Still, consumer outlooks rose in June and are expected to have risen again in July. Higher income people surveyed last month were optimistic about the year ahead. Survey researchers have warned, however, that lower income groups and older people could feel the effect of inflation first.

One question in the consumer sentiment survey asks people about the big things they buy for their homes, like furniture, TVs and stoves. If researchers got Mary Johnson on the phone, she’d have a lot to say on the topic.

“My refrigerator died last summer. So I ordered the same thing I had, I just wanted to replace it,” said Johnson, a policy analyst with The Senior Citizens League. “And then the order got canceled a few times.”

Johnson got the fridge in the end — after months of delays — but wound up paying more than she was expecting. Over the last few weeks, she’s been flooded with emails from other seniors thinking the same thing.

“There’s a growing anxiety, is the way I would put it, and I’ve not had this degree of personal phone calls and emails from people before,” she said. People are getting worried about how far their incomes will go, especially those dependent on savings and social security.

These concerns may not translate to dampened consumer sentiment, according to University of Pittsburgh professor Stefania Albanesi. It depends on how long inflation lasts.

“If it becomes widespread enough, of course, you know, consumers in the public, will learn that there is an inflationary process going on,” Albanesi said. Then, she said, consumers might start reacting and stocking up, further driving up prices.

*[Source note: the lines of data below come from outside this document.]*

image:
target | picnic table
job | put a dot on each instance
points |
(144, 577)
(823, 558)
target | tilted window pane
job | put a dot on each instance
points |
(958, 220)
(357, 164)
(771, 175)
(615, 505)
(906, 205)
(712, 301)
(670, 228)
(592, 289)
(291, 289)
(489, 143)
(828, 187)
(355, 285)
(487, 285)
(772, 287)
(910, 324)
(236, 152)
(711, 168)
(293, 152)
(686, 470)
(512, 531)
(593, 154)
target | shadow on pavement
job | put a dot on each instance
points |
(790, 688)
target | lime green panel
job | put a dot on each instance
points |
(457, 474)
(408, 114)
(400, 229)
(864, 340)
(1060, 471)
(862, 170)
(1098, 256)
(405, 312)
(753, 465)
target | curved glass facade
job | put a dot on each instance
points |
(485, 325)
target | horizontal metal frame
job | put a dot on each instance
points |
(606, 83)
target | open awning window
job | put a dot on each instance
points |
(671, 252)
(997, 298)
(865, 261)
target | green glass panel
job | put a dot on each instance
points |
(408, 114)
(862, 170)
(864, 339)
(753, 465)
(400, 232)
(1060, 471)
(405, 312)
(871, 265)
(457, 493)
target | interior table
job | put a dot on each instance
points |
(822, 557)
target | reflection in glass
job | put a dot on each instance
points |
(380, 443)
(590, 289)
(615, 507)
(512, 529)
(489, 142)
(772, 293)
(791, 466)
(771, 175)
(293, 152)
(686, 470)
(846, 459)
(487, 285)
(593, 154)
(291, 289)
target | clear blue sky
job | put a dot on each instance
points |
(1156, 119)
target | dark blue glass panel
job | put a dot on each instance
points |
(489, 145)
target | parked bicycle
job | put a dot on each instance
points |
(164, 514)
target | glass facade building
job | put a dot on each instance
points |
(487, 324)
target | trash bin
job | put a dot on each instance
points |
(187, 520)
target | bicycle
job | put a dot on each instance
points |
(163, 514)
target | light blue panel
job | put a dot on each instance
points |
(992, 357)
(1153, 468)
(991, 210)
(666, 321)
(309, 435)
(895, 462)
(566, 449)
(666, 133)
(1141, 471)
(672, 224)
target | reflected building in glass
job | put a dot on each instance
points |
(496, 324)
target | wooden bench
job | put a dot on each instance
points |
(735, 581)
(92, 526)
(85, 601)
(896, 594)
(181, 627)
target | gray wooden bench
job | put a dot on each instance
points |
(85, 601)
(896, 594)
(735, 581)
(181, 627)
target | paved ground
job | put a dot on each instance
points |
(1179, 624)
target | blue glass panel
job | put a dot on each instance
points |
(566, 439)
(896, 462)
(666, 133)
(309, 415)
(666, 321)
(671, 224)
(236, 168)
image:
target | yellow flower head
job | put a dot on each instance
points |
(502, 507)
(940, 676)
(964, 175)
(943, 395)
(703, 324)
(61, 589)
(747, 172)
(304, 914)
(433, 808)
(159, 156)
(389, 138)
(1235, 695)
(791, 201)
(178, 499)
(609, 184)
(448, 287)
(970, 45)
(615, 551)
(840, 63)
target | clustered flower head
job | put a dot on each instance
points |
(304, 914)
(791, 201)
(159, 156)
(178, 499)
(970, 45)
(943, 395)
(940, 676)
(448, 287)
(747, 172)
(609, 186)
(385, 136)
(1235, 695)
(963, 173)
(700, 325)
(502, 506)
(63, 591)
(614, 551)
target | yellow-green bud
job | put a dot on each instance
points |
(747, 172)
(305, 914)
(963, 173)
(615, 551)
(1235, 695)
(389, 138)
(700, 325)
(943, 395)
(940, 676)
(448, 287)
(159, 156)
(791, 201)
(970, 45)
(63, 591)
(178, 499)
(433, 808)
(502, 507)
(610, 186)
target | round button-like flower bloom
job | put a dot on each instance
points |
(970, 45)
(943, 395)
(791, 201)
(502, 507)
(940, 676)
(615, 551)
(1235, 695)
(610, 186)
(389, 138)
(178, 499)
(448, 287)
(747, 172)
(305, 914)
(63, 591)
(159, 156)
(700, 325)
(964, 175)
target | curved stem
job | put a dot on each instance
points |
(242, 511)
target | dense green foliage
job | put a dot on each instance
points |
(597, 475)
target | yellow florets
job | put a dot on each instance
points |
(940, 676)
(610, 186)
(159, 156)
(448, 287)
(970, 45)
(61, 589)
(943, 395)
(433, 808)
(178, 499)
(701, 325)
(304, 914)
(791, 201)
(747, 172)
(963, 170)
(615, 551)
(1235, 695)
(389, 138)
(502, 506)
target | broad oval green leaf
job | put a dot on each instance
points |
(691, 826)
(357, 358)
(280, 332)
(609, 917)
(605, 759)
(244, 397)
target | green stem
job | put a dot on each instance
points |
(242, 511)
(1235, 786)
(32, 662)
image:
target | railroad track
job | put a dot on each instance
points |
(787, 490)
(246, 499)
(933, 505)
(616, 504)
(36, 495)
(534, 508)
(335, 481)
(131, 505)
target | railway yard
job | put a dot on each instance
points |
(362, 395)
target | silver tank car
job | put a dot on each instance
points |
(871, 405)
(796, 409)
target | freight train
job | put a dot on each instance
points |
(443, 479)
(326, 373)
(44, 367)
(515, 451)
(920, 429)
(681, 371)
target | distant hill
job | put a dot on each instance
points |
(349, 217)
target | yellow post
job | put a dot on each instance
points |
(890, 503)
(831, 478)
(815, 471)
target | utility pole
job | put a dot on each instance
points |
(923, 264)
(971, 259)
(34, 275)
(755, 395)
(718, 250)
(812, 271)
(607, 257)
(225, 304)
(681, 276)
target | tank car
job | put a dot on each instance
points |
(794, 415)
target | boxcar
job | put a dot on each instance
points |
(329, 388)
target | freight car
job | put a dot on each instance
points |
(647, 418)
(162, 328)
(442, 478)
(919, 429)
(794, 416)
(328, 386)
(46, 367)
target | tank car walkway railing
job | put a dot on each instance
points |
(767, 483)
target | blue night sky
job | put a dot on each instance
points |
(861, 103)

That could be troubling for all consumers. But Albanesi points out that many lower income people have established some savings over the last year. Those households have had other reasons to be optimistic, said Lindsay Owens with the advocacy group Groundwork Collaborative.

“I think what we’re seeing right now is strong wage growth for the bottom of the income distribution for the first time in, in some cases, decades,” she said.

If consumer sentiment stays positive, Owens said, that could be a sign those wages are making enough of a difference to offset rising prices.